Saturday, September 25, 2021

Gradual Database Password Rollover and UCP

Oracle first introduced gradual password rollover as a new feature in 21c. But with RU 19.12 this feature is also available on 19c.
The gradual password rollover feature introduced a new parameter for user profiles called "PASSWORD_ROLLOVER_TIME". When this is set, a user could have two passwords for authentication for the duration specified by the value set for PASSWORD_ROLLOVER_TIME. Once the rollover period ends only the new password is valid.
This could be demo as below using 19.12. A new profile is craeted with password rollver time set to 1.
SQL> create profile test limit PASSWORD_ROLLOVER_TIME 1;

Profile created.
A user is assigned the new profile
SQL> alter user asangaro profile test;

User altered.
The current status of the account is open.
SQL> select username,account_status from dba_users where username='ASANGARO';

USERNAME   ACCOUNT_STATUS
---------- ---------------
ASANGARO   OPEN
Change the password for the user and check the account status
SQL> alter user asangaro identified by hello123##;

User altered.

SQL>  select username,account_status from dba_users where username='ASANGARO';

USERNAME   ACCOUNT_STATUS
---------- -------------------
ASANGARO   OPEN & IN ROLLOVER
Account status is now open but in the rollover period. During this period user can use both the old password and new password set above.
The rollover period could be manually ended by using the following command.
SQL> alter user asangaro expire password rollover period;

User altered.

SQL> select username,account_status from dba_users where username='ASANGARO';

USERNAME   ACCOUNT_STATUS
---------- -----------------
ASANGARO   OPEN
Main thign to remember is the below
Oracle Database does not send any special messages to the database clients that indicate that the user account is in the password rollover period. This design avoids any errors from applications that may not be equipped to handle error and warning messages when a user logs in.
UCP will not automatically update itself with the new password. However, its behaviour may seems it has updated the password and working fine.

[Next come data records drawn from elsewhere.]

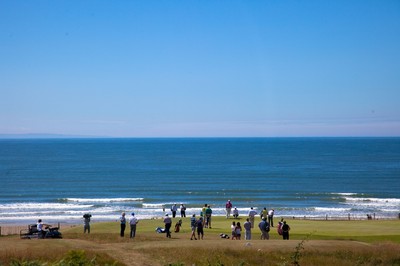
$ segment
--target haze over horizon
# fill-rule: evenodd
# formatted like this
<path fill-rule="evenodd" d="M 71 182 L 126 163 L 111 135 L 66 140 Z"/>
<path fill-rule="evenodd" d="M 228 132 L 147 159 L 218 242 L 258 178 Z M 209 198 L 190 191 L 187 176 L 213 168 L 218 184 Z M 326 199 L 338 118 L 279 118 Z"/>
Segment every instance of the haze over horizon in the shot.
<path fill-rule="evenodd" d="M 0 2 L 0 135 L 400 136 L 399 1 Z"/>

Universal Connection Pool (UCP) does the authentication only during the intial creation of the connection. For example if the inital size of the connection pool is set to 10, then those 10 connections will be authenticated using the password provided. There's no authentication happening when these connections are checked out the pool later on. This could be easily tested and verified (no need for PASSWORD_ROLLOVER_TIME configuration) by creating a UCP with initial set of connections and then changing the password. The connection created would still work and would be able to run DB queries. Because of this fact, even after rollover period has ended UCP may continue to function normal unless additoinal connections are created.

If more connections are needed than the intial amount, then authentication take place when those are created in the connection pool. Going by the above example, if password was changed after initializng the pool with 10 connections then during the creation of the 11th connection an ORA-1017 will be thrown. So after the rollover period has ended, if the UCP needed more connection than it had during the rollover period this would result in ORA-1017.

There's no way to update the UCP with the new password without recreating it. The property check interval only concern itself with resizing the pool. Not with password changes. Even if there is a UCP manger, methods such as purge, recycle, refresh would not update the password in the pool.

Only possible solution it seems is to destroy and recreate the pool. During this period the source where password is read must have been updated with the new password.

Alternatively, application could have a rolling restart with the new password.